When you complain of headache or low back pain and the doctor says take two aspirins every
4 hours and stay in bed, you may think your pain is being dismissed lightly. Not at all.
Aspirin, one of the most universally used medications is an excellent painkiller.
Scientists still cannot explain all the ways aspirin works, but they do know that it
interferes with pain signals where they usually originate, at the nociceptive nerve
endings outside the brain and spinal cord: peripheral nerves. Aspirin also inhibits the
production of chemicals manufactured in the blood to promote blood clotting and wound
healing: prostaglandins.
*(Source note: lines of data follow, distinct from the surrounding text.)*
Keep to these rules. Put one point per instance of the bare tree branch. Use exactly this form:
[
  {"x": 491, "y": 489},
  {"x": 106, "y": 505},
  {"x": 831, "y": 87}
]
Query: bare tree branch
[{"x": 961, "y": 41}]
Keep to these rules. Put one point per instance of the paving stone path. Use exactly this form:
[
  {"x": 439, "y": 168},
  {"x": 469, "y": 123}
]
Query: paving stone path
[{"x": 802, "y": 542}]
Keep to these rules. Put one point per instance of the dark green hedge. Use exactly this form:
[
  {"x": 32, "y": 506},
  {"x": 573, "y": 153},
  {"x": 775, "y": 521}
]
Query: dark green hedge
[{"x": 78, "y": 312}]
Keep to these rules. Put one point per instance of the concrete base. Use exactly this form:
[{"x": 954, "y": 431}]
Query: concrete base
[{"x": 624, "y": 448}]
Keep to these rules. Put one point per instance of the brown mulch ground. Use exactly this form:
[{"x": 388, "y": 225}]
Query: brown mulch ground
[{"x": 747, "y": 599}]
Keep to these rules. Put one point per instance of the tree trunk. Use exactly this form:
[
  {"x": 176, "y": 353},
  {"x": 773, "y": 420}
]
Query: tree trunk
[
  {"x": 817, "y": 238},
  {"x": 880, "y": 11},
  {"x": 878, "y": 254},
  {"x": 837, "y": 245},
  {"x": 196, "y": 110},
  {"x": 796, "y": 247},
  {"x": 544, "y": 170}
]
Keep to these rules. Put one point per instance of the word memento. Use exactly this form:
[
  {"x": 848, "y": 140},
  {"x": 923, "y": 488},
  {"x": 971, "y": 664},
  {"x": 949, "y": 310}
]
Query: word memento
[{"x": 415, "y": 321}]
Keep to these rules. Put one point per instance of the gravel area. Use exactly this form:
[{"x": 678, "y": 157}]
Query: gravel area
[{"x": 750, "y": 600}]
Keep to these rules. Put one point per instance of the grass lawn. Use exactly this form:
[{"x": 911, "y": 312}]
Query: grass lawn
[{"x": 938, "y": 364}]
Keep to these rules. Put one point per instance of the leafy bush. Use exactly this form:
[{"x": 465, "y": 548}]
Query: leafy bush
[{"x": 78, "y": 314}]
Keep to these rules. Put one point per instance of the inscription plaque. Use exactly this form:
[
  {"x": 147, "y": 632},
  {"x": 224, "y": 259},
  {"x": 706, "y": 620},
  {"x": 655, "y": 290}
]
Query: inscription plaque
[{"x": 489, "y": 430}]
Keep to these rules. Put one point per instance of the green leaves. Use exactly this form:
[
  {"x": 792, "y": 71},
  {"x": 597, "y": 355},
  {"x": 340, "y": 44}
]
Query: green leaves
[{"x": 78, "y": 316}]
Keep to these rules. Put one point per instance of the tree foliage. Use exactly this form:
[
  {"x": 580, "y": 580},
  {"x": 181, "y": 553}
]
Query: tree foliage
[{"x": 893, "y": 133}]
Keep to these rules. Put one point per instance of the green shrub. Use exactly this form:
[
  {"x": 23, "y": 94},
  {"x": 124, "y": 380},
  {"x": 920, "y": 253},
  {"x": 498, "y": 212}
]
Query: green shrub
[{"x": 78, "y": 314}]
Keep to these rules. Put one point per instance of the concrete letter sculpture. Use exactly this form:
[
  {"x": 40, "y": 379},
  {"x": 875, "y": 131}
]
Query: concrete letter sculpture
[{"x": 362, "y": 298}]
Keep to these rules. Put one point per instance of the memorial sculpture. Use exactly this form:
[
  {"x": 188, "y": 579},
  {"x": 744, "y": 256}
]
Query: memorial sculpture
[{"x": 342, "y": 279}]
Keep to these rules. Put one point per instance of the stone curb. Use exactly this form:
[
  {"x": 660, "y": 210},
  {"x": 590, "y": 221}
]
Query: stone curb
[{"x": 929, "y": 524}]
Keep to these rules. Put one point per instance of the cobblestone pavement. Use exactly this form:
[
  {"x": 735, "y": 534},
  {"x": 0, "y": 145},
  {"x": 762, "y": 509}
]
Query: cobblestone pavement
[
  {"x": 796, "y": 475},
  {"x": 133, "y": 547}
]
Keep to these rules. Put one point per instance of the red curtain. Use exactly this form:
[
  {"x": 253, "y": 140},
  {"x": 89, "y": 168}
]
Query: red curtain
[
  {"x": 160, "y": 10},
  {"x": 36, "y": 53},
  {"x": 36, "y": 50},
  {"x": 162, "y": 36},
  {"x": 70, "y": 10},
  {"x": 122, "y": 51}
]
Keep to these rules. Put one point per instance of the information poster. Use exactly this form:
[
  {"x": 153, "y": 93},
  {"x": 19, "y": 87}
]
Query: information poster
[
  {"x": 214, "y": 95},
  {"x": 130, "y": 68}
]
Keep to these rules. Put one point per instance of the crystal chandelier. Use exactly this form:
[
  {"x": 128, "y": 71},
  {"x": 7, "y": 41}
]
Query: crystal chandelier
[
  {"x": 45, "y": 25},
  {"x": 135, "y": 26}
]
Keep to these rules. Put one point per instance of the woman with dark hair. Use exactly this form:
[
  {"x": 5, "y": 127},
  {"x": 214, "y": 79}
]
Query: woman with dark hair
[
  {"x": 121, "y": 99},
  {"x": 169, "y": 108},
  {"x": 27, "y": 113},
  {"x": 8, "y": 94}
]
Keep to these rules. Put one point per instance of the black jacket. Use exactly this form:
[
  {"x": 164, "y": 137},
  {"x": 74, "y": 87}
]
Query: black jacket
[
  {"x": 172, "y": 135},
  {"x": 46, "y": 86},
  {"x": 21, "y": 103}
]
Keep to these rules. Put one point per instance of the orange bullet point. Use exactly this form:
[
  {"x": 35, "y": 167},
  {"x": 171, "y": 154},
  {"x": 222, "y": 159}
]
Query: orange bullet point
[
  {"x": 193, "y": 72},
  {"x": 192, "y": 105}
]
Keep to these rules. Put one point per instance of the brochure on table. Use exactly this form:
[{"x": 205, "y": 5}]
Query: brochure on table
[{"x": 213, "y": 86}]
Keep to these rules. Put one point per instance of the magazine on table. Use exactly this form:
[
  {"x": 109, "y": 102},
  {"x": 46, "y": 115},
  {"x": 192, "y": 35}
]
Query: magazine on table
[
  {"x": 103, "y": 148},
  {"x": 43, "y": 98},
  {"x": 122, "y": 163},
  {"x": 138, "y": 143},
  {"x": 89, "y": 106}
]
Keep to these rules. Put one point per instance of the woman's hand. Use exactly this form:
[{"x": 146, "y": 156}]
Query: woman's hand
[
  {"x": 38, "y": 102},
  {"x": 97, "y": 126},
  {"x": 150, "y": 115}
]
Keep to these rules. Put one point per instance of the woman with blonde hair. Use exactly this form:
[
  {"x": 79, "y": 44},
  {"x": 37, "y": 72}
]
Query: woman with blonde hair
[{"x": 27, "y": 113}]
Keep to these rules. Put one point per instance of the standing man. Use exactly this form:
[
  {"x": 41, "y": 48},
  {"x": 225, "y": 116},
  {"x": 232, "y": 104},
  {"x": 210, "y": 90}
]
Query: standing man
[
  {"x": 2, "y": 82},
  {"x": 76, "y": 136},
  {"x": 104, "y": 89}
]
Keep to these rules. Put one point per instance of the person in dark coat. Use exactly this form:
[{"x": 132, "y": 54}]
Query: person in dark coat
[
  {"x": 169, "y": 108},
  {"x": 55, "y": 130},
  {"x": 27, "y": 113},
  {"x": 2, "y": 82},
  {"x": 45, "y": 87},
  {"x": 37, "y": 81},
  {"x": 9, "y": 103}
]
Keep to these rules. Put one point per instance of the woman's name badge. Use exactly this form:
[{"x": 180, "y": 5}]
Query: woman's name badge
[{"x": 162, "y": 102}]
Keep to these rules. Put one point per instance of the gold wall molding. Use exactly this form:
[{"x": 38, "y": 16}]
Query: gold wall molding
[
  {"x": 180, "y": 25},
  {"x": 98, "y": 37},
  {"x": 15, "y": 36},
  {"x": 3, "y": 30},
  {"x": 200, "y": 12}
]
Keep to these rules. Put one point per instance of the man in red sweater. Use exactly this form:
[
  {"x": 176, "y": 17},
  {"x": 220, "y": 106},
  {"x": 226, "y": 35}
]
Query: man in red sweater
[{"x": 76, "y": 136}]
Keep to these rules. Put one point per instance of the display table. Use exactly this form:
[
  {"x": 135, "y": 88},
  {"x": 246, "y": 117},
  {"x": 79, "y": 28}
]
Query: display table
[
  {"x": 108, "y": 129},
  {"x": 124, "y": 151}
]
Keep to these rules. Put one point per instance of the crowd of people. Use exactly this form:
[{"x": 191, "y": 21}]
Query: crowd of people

Unfortunately, prostaglandins, released from cells at the site of
injury, are pain-causing substances. The actually sensitize nerve endings, making them --
and you -- feel more pain. Along with increasing the blood supply to the area, the
chemicals contribute to inflammation -- the pain, heat, redness and swelling of tissue
damage.
Some investigators now think that the continued release of pain-causing substances in
chronic pain conditions may lead to long-term nervous system changes in some patients that
make them hypersensitive to pain. People suffering such hyperalgesia can cry out in pain
at the gentlest touch, or even when a soft breeze blows over the affected area. In
addition to the prostaglandins, blister fluid and certain insect and snake venoms also
contain pain-causing substances. Presumably these chemicals alert you to the need for care
-- a fine reaction in an emergency, but not in chronic pain.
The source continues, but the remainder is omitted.